Keeping an eye on CloudStack

Zenoss backs Citrix's CloudStack by extending ZenPack with monitoring solution

A month on from the groundbreaking announcement that Citrix were abandoning the open source OpenStack, in favour submitting their own offering, Citrix CloudStack to the Apache Foundation, we've seen numerous companies come out in support of each IaaS.

The Citrix decision wasn't entirely surprising, considering their wishes to emulate the successes of Apache projects Cassandra and Hadoop, but also to maintain API compatibility with Amazon Web Services EC2. By moving to the Apache Foundation, Citrix will certainly broaden usage and give the company the community they desire. Not that it's bad already, bringing an estimated 30,000 commmunity members across with the move.

It's fair to say that OpenStack has talked the loudest so far, with some reputable partners pledging to OpenStack, such as Red Hat, the still in-beta Rackspace and HP, but Citrix has been plotting to make sure it gets it right first, before making loud noises.

Yesterday, IT-operations software leader Zenoss firmly committed to CloudStack, by announcing extension to their open source CloudStack ZenPack - promising to extend montoring capabilities to VMs using CloudStack

This move, announced at Citrix Synergy should theoretically give enterprises greater vision into the CloudStack infrastructure, especially helpful for newer converts looking to learn the ropes. The new and improved CloudStack ZenPack now monitors the underlying core VMs key to the system's operation. This includes router VMs, secondary storage VMs and console proxy VMs, to ensure service performance on CloudStack.

Newcomers are often unsure of how these VMs interlink and how this affects performance. This solution should offer an unified view, rather than providing logistics of individual technical components 

Now CloudStack users have a deeper understanding of the performance of these systems and how they correlate to other devices within the infrastructure with a unified view of the service rather than individual technical components.

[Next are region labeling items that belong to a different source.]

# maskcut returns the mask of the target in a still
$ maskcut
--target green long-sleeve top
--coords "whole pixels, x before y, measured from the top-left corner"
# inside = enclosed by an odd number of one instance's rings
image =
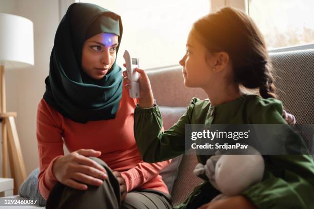
[[[134,136],[144,161],[162,161],[185,153],[186,124],[287,124],[278,100],[245,94],[233,101],[211,106],[208,100],[193,98],[186,112],[169,130],[162,132],[158,106],[134,112]],[[210,155],[198,155],[205,164]],[[308,155],[263,155],[262,181],[242,195],[260,208],[314,208],[314,162]],[[175,208],[193,208],[220,193],[208,180]]]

"Last month, CloudStack became the first cloud platform in the industry to be submitted to the Apache Software Foundation, with a mission of delivering a powerful, proven, hypervisor-agnostic platform that helps customers of all sizes build robust clouds," said Chet Luther, Principal Engineer and Architect of the CloudStack ZenPack. "Zenoss aims to support this mission by working with our commercial and open source customers to continue enhancing our CloudStack ZenPack and providing a powerful unified monitoring solution for CloudStack deployments."

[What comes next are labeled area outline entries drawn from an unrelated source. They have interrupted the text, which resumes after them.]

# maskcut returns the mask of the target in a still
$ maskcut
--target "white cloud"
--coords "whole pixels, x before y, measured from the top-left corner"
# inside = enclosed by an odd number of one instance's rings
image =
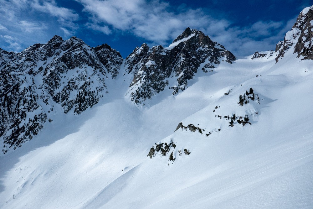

We talked to Technical Evangelist at Zenoss, Floyd Strimling about this initiative, who was understandably excited at the potential for ZenPack, but first we talked about the entire landscape change:

Zenoss has always really been looking at the latest and greatest of the orchestration vendors, so we've worked with OpenStack since close to the beginning, and done a lot of work with CloudStack. Within the CloudStack realm as you know, there's been exciting movement with Citrix going all-in the open source world with ASF, but also commercially with Citrix CloudPortal.

Subsequently we've been encountering that quite a lot of our customers are using CloudStack, asking for more and more functionality...We've worked in conjunction with the open source community and some of our vendors (names undisclosed). The key was go deeper into the CloudStack, to be able to discover the top-end information, but to go very much deeper into router VMs, storage VMs and console VMs to be able to see the system as a whole.

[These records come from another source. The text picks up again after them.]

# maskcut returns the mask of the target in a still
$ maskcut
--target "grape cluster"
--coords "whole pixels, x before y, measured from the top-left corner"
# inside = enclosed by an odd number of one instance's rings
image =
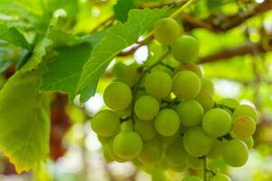
[[[154,28],[155,38],[170,45],[171,55],[180,62],[170,71],[137,63],[115,65],[116,80],[103,92],[111,110],[101,110],[91,122],[107,161],[132,161],[146,171],[199,169],[204,159],[224,159],[231,167],[246,164],[257,113],[233,99],[214,101],[212,82],[194,63],[199,43],[180,32],[170,18]],[[230,180],[206,171],[212,174],[211,181]]]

We're very big on understanding that the way to solve these problems is to visually understand the interactions and dependencies between the underlying infrastructure and the software. We do that by using a real-time service model which is an object-oriented database. From that we can maintain all those moving dependencies so we added the correlation of CloudStack hosts and VM components to the underlying devices and that allows us to visually abstract across the entire infrastructure.

It's a good gesture from Zenoss on many fronts - to understanding what the open source community (especially newer enterprises) want from CloudStack but also to become part of their wider ecosystem.